Things to ask your sister: - can he open cupboards? If so, think about how to secure those, particularly any that might contain risky substances or food.

  • can he open doors? If so, check your doors and think what you can do to secure them so any that might be dangerous cannot be opened with paw

  • does he steal things off kitchen surfaces? (even if he doesn't usually, it's usually safest to assume a new dog MAY do this and be more careful about putting things away. )

  • Is there anything that upsets his stomach (dogs can have surprisingly delicate digestions, and every one is different!)

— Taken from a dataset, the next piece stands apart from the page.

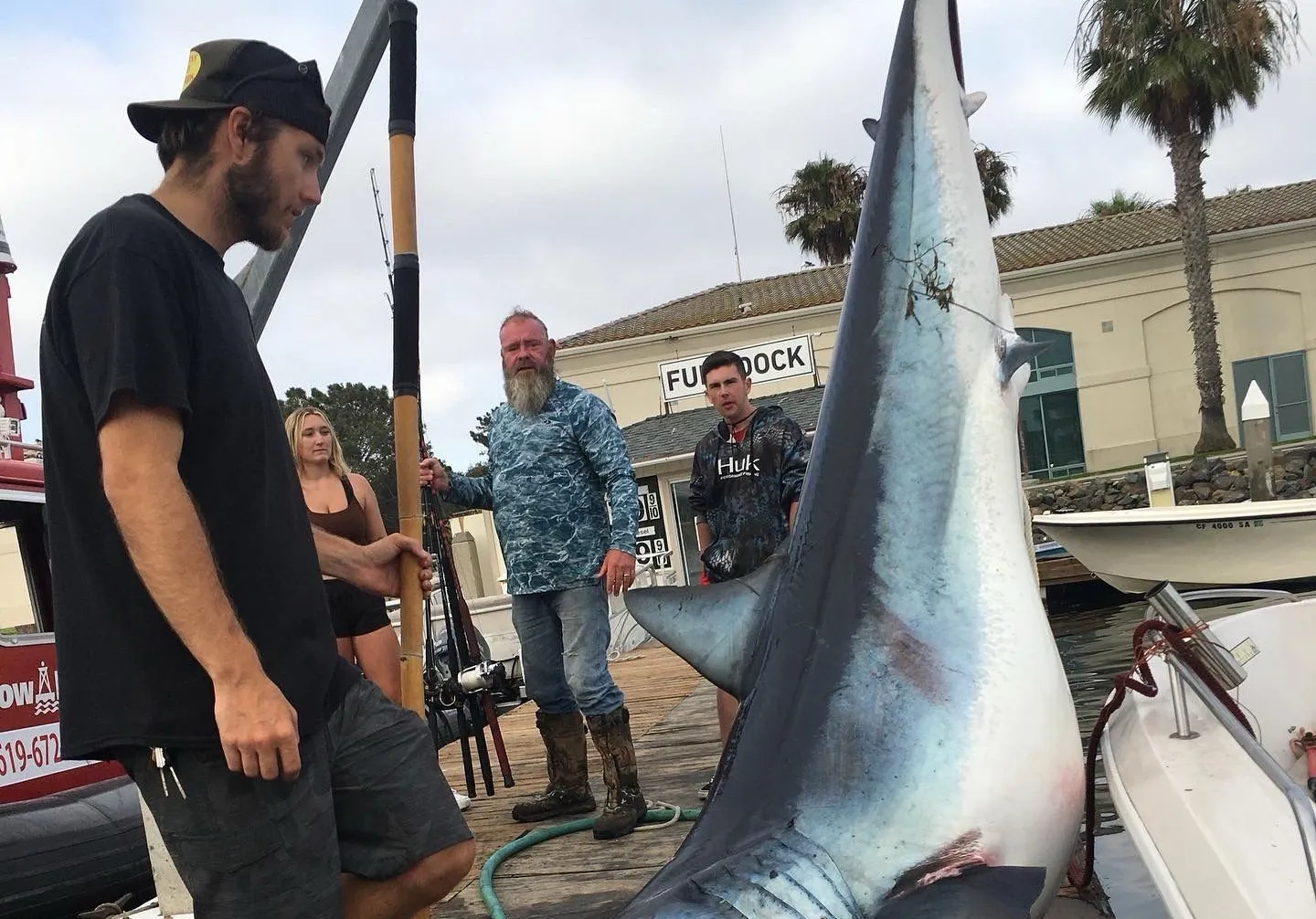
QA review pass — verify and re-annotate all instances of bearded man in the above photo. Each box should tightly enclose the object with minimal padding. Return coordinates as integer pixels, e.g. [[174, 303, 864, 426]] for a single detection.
[[421, 309, 647, 839]]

  • how reliably will he come when called? (even if the answer is 'very', consider what you would do if this time he decided not to. A dog is most likely to do a runner in his first week in a new house!)

Things for you to think about:

Consider how garbage is stored. Can the dog get into it? Can you move bins to less vulnerable locations?

Out on walks, how will you approach other dogs? Be aware that dogs with handlers they don't know well could be more wary and less likely to be happy to greet, even if normally they are really friendly.

Will you let him off the lead? If so, where is the safest place to do that?

Is he usually walked on a flexi lead? If so, be aware that the locks on these can fail, and they can get wrapped around the dog or other dogs. This is one of those things nobody tells you :-D It's safest to use a fixed-length lead if you are somewhere like a busy road where the lead lock failing could be fatal.

Where is the nearest vet? What out-of-hours provision is there? Store the vet contact number on your mobile, just in case that late-night dogwalk goes horribly wrong.

One thing you MUST do : Get a dog tag with YOUR home phone number, mobile and address on it and put it on your visitor on arrival. If the nightmare happens and you mislay your visiting dog, you don't want a helpful finder to be trying to contact your sister on holiday: you want them to be able to call you direct or walk right to your door, so you can get there pronto and have it all be over. Trust me, it is worth spending a small sum for that.

I hope you have a lovely time with your visitor and all these precautions turn out to be quite unnecessary!

  • 1
    This is a great and well thought-out answer! Covers a few things I had considered - which is reassuring! - and others that I totally hadn't.
    – bertieb
    Jan 15, 2016 at 2:22
  • 1
    I forgot to mention 'store vet phone number on your mobile, check what the out of hours cover is' so I've added that to my answer. I forget that there are people who don't have any animals, so don't do that as an automatic thing when they get a new phone :-D
    – Victoria
    Jan 16, 2016 at 9:15
  • Hehe yeah, I certainly don't have that number! The answer is great in my opinion, and the upvotes agree; since there's been no other answers I will accept.